There's also the slightly 'dervish' quality of some of my writing and the very ideas it's built on. Again I need to apologize. Partly it has to do with my original methods for breaking down barriers in my own thought, sometimes using exaggeration to test the limits and find the flaws. Some of the wild quality also comes from my periods of having a ball with it and absolutely no one listening, as well as sometimes really straining to find the right words! No doubt I can do better than splash incomprehensible supergraphic images on people's screens, though. Still, because I'm nostalgic for the stumbling path I took, and because there is a very material benefit to 'composting' ideas, like for making rich mental soil, I probably won't erase the messy stuff. Besides, though it's another story, the main gold mines for information about the interior design and behavior of natural systems are the messy and transitional periods of change in-between the regularities. There's no reason to step on the conclusions of science, just it's assumptions, because science has only been looking at the other stuff. p.h.
Side Two
-
Side one, above, was mostly about a kind of deductive
model for inventing things in the haze of information we confront, by attending
to its foggy shapes.
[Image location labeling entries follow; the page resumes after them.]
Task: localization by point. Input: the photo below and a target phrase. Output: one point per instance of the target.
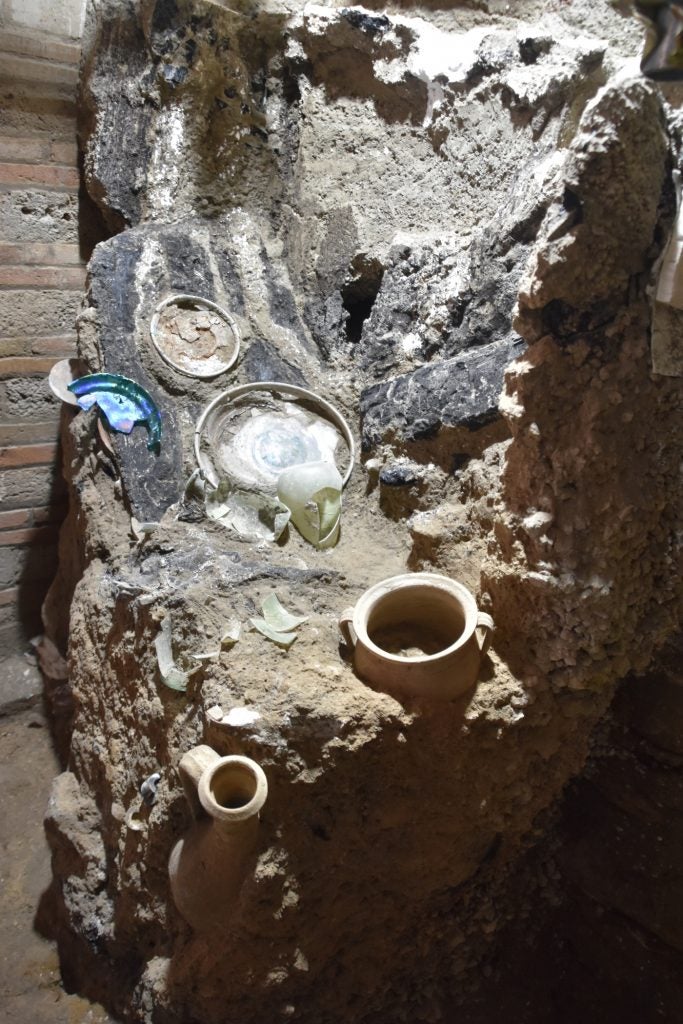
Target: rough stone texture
(392, 206)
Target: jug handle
(484, 623)
(346, 627)
(191, 767)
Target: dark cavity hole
(359, 293)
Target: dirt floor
(31, 990)
(589, 947)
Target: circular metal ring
(292, 390)
(200, 304)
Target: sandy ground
(31, 990)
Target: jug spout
(208, 865)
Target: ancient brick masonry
(41, 283)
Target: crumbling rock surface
(409, 210)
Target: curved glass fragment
(123, 402)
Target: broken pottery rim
(233, 815)
(375, 593)
(293, 390)
(214, 307)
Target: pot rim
(452, 587)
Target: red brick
(33, 44)
(59, 346)
(28, 455)
(33, 535)
(20, 366)
(32, 432)
(34, 150)
(61, 77)
(65, 154)
(9, 596)
(66, 279)
(49, 514)
(50, 175)
(39, 254)
(19, 517)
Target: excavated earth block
(444, 220)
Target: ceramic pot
(415, 635)
(208, 865)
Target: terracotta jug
(208, 865)
(415, 635)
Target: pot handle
(191, 767)
(346, 627)
(484, 623)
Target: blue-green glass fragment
(123, 402)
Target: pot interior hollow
(416, 622)
(233, 785)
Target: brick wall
(41, 284)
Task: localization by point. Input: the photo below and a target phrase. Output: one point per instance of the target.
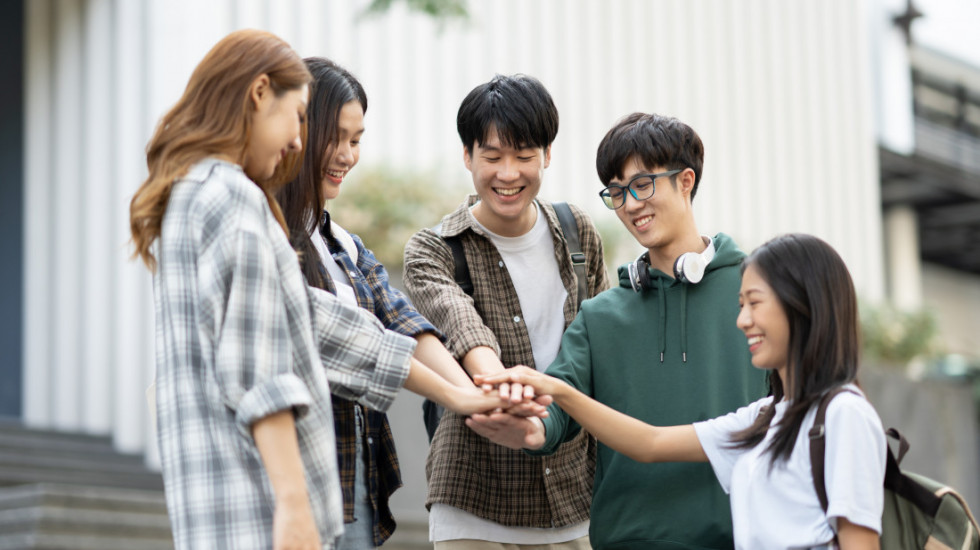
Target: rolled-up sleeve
(429, 269)
(253, 359)
(363, 361)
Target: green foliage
(440, 10)
(896, 337)
(386, 207)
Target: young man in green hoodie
(662, 347)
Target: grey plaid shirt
(463, 469)
(240, 336)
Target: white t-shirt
(531, 263)
(780, 508)
(341, 279)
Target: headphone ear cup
(689, 267)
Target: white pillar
(904, 259)
(37, 231)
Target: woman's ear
(260, 91)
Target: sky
(950, 26)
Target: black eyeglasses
(641, 186)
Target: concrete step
(74, 517)
(31, 455)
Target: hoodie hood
(727, 254)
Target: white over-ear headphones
(690, 266)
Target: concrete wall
(779, 91)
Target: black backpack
(919, 512)
(432, 411)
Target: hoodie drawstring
(684, 322)
(663, 317)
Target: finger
(528, 392)
(516, 393)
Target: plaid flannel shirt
(370, 281)
(463, 469)
(239, 336)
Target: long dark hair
(301, 199)
(817, 295)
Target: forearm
(278, 446)
(856, 537)
(433, 354)
(629, 436)
(482, 360)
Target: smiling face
(664, 223)
(275, 132)
(342, 154)
(507, 180)
(765, 324)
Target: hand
(293, 527)
(532, 407)
(469, 400)
(511, 431)
(524, 380)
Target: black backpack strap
(818, 444)
(461, 273)
(569, 229)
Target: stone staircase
(69, 491)
(66, 491)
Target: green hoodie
(628, 350)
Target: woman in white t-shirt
(799, 313)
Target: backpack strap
(569, 229)
(818, 444)
(461, 272)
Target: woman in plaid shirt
(338, 261)
(244, 348)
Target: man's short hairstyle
(518, 106)
(654, 140)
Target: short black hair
(654, 140)
(518, 106)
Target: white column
(904, 260)
(66, 237)
(37, 234)
(132, 347)
(100, 249)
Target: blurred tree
(895, 337)
(385, 207)
(441, 10)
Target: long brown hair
(816, 292)
(301, 199)
(214, 118)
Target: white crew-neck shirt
(341, 279)
(531, 264)
(779, 508)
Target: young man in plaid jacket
(482, 495)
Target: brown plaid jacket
(463, 469)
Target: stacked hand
(528, 393)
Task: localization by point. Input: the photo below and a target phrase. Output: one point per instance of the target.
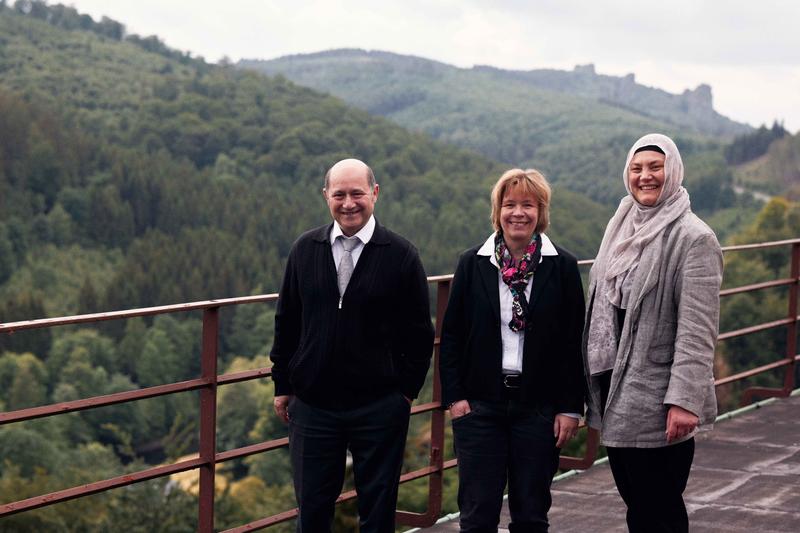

How I really think, well one can
never know that of course, seems to be neither deductive or inductive, but
exploratory. As the crib sheets explain, 'deductive' reasoning
is a matter of following a chain of connections from a general idea to a more
specific one, and 'inductive' the reverse. Scientists and designers
often used an inductive process beginning with immersing themselves in some
context of information and relations between things, searching for what ties
them all together in a way that is useful for deductive reasoning at a later
point in time. Travelers and builders, on the other hand, may more
likely look for and follow the signs needed to follow a particular path to an
end, using the 'trip' or the 'project' with other general ideas as a guide to
deducing individual decisions. I'm a great fan of immersion in the
unknown, and can fairly easily switch to following directions, but I'm most
inclined to begin each by first making what might seem like a hopeless mess of
things. I poke around the contradictions I can find to if any
are 'live' ones, or throw up all kinds of wild ideas without carefully studying
the situation just to watch how they fall apart and get a feel for my first
misimpressions and rawest creative hints. Then I more or less
carefully tend to composting the continuous accumulation of abandoned fragments
and somewhat studiously combing through them for useful stuff from which to take
off in new directions while continuing to poke around and slowly building a
versatile point of view.
Maybe I'll add more description later, and some examples might help, but that seems to put it simply.